# I'm impressed with Ms Clinton's Campaign Message



## Real Old Man (Aug 17, 2015)

Very Clear and to the point.

Hillary Clinton's Social Media Manager to NRA: 'F**k Off'

Course maybe that ought to be every American's response to the beached blond hag:vs_rocking_banana::vs_rocking_banana:


----------



## Slippy (Nov 14, 2013)

Classy and Presidential...


----------



## stowlin (Apr 25, 2016)

Move on.org got over 5000 petition signatures to demand the NRA be listed as a terrorist organization. That is your Hillary crowd all the way.


----------



## Camel923 (Aug 13, 2014)




----------



## essdub (Feb 13, 2016)

I just don't get it. These terrorists Don't attack gun shops, firing ranges, police stations, etc. They attack where they expect to meet the least resistance. Removing ONE firearm from the general public is giving them better odds. 
Trying to remove any firearms from us causes that target on our backs to grow larger and larger. 

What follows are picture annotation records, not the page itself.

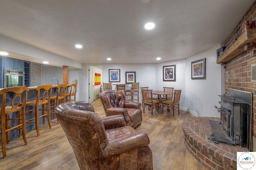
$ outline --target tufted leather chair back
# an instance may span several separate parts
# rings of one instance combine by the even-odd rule
[[[104,109],[110,107],[123,108],[126,102],[124,93],[122,91],[105,91],[100,96]]]
[[[101,149],[104,149],[108,143],[100,117],[86,102],[64,103],[57,106],[56,110],[80,169],[93,169],[90,166],[97,164],[97,160],[92,158],[102,157]],[[87,166],[81,168],[81,165]]]
[[[56,107],[57,117],[81,170],[152,170],[149,138],[120,115],[100,118],[86,102]]]

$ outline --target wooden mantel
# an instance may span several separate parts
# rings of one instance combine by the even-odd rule
[[[256,28],[246,30],[217,59],[217,64],[229,61],[246,50],[245,45],[255,42],[256,42]]]

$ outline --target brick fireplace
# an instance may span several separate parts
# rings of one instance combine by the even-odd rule
[[[226,39],[224,46],[228,47],[242,32],[242,23],[246,20],[249,22],[256,20],[256,3],[252,5],[240,22],[234,28],[230,35]],[[255,29],[254,28],[254,29]],[[250,30],[250,29],[249,30]],[[255,34],[254,33],[254,34]],[[229,89],[244,91],[252,94],[252,117],[253,119],[253,136],[254,150],[256,148],[256,82],[252,82],[251,66],[256,63],[256,43],[251,42],[245,45],[238,55],[234,56],[226,62],[222,63],[225,72],[225,94],[229,95]],[[248,47],[250,47],[248,48]]]
[[[224,72],[222,74],[225,78],[225,95],[230,95],[230,89],[252,94],[253,147],[248,149],[239,145],[216,144],[209,140],[208,137],[212,133],[209,120],[220,121],[220,118],[198,117],[187,120],[182,124],[186,147],[207,169],[236,169],[237,152],[256,151],[256,102],[254,99],[256,99],[256,82],[252,82],[251,79],[252,65],[256,64],[256,28],[242,32],[242,25],[245,21],[256,20],[256,2],[224,42],[223,46],[228,47],[225,55],[222,54],[226,55],[225,58],[223,59],[223,56],[222,58],[221,56],[216,61],[217,64],[224,67]]]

These politicians are sick. They should be in prison for the murders of all the victims of terrorists attacks for aiding and abetting these terrorists. Add in obstructions of justice, interfering with investigations, treason. As they apply


----------



## keith9365 (Apr 23, 2014)

essdub said:


> I just don't get it. These terrorists Don't attack gun shops, firing ranges, police stations, etc. They attack where they expect to meet the least resistance. Removing ONE firearm from the general public is giving them better odds.
> Trying to remove any firearms from us causes that target on our backs to grow larger and larger.
> 
> These politicians are sick. They should be in prison for the murders of all the victims of terrorists attacks for aiding and abetting these terrorists. Add in obstructions of justice, interfering with investigations, treason. As they apply[/QUOTE
> ...


----------



## Boss Dog (Feb 8, 2013)

I have a dream! 
.


----------



## Prepared One (Nov 5, 2014)

I thought it was a well thought out and intelligent response based on the overwhelming facts in evidence. Very presidential. She has my vote!


----------



## Seneca (Nov 16, 2012)

Sound like she is doing a fine job as a Social Media Manager...


----------



## Chipper (Dec 22, 2012)

At least we finally have something in common cause I feel the same way about her.


----------



## Camel923 (Aug 13, 2014)

Steelers notebook: Tomlin calls Clinton visit 'an awesome experience' | Pittsburgh Post-Gazette


----------



## Seneca (Nov 16, 2012)

With a mouth like that on her, I bet she is a real hoot at social gatherings after she's gotten a few drinks under her belt...


----------



## Urinal Cake (Oct 19, 2013)

Watch the shiny object and divert from Obama's lack of ability to deal with the actual problem.
There will be a stepped up attacks by terrorists....stay vigilant; avoid slaughter zones!


----------